Variable Discounts Quickly Evaporating

Deadline-for-variable-rate-mortgage-discountsIf you need a new variable-rate mortgage, call or email a mortgage advisor pronto.

Multiple banks (CIBC, RBC, TD, Scotia) are slashing variable discounts again, effective tomorrow.

Second-tier lenders probably won’t be too far behind.

Banks seem dead-set on herding borrowers out of low-margin variable rates. Spreads are simply not profitable enough—at least compared to succulent and juicy fixed-rate margins.

When the dust settles, we’re hearing estimates of variable rates on the street moving to prime – 0.40%, or perhaps prime – 0.50% for aggressive lenders.

New borrowers now face a decision:

A 2.50% rate that moves (i.e., variable)

OR

A 2.49% two-year, 2.99% four-year or 3.29% five-year rate that doesn’t (i.e., fixed).

Consumer psychology being what it is, there will certainly be a giant shift into fixed-rate mortgage originations, given this new pricing.
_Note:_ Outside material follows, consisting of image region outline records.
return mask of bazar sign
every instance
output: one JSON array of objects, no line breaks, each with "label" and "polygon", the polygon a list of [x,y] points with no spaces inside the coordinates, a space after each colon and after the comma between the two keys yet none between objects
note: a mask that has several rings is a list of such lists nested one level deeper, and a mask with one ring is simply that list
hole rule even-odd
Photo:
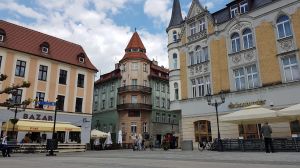
[{"label": "bazar sign", "polygon": [[229,108],[233,109],[233,108],[242,108],[242,107],[247,107],[247,106],[251,106],[251,105],[265,105],[267,100],[257,100],[257,101],[253,101],[253,102],[245,102],[245,103],[232,103],[230,102],[230,104],[228,105]]},{"label": "bazar sign", "polygon": [[41,114],[23,114],[23,119],[53,121],[53,116]]}]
Tomorrow we’ll analyze whether that’s a good decision.


Note: That “shift” refers to new borrowers only. It does not mean that existing variable-rate holders should consider locking in.


Rob McLister, CMT

  1. Many thanks R…
    We’re stuck quoting nationally-available rates due to our audience, but you’re right; there are regional rate differences and prime – 0.70% (or better) is still possible in some places, for now at least!
    Cheers…

  2. To think that CIBC was giving P-0.5 WITH 3% CASH BACK* just a few months ago…. :)
    *subject to 20% max prepay per year, and full clawback if mortgage is terminated early

  3. Spread widening is likely to be relentless in the coming years. After all, the CMHC has promised to pick up the pieces if this ends up inducing any defaults.
    Should be very good for bank profitability. CMHC insurance allows the banks to burn down the houses (ie: devalue them through credit contraction), and still collect the insurance money!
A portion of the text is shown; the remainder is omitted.